A partial transcript of the April 22 Kelly File segment is below:
KELLY: Unbelievable. Trace, thank you. David French is the National Review writer who brought this story to the country's attention in a piece that is already going viral. He joins me now. David, thank you for being here. You're a very smart man, Harvard educated and you've done a lot of impressive things. When you started looking into this, could you believe these stories of local cops on a prosecutor's order who did manage to get a judge to sign a warrant, going in the middle of the night while children were sleeping in their beds, denying mother's request that they not barge into the children's rooms and scaring the beJesus said of these children because they were investigating conservative donations and conservative advocacy?
DAVID FRENCH: I couldn't believe it. I heard rumors of this but it wasn't until three brave women went one on the record, two off the record, came forward to tell their story and their family's story that the true dimensions were exposed. There were battering rams, there were police officers in their faces, screaming at them, yelling at them, taunting them, telling them they couldn't contact a lawyer, telling them they couldn't even tell friends and family what they were enduring. And at the same time, one of the women looked out and saw neighbors gathering around watching this raid take place, saw a reporter who mysteriously found out about the raid walking around outside of her house and she couldn't defend herself publicly. These families could not defend themselves publicly.
KELLY: What were they accused of doing?
FRENCH: Well, that is -- that's what so outrageous here. The investigation that ended up occurring was an investigation of protected speech.

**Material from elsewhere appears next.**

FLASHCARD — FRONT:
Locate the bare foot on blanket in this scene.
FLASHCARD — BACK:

A political speech specifically issue advocacy advocating for conservative causes.
KELLY: This is just like the IRS deal, only its local officials instead of feds.
FRENCH: It's the IRS, if the IRS came with battering rams. If the IRS intruded into the sleeping -- the bedrooms of sleeping children. And this is an intrusion that didn't just violate their rights; it had lasting negative consequences for these families.
KELLY: Now, I know in the initial investigation and we won't get into too many details but we were going to keep expanding on this. But on the phase one they did wind up prosecuting a couple people for some minor campaign finance violations and many entered into phase two which was, I guess more expansive and invasive. And have there been any prosecutions?
FRENCH: No, not in that phase two. Phase one began with an actual criminal complaint then it was expanded 18 separate times until at the end of it they were investigating literally constitutionally protected issue advocacy and they were using the facts that people had spoken freely, supporting conservative causes as sufficient evidence to get these subpoenas and the search warrants and to come –
KELLY: Who was the judge that signed up on these subpoenas?
FRENCH: The judges' name Barbara Kluka, I believe that's how you pronounce her name. And she did, she signed off of hundreds of pages worth of subpoenas in literally one afternoon worth of work. It was a rubberstamp process, it was not true judicial oversight and the result has been catastrophic for citizen's rights.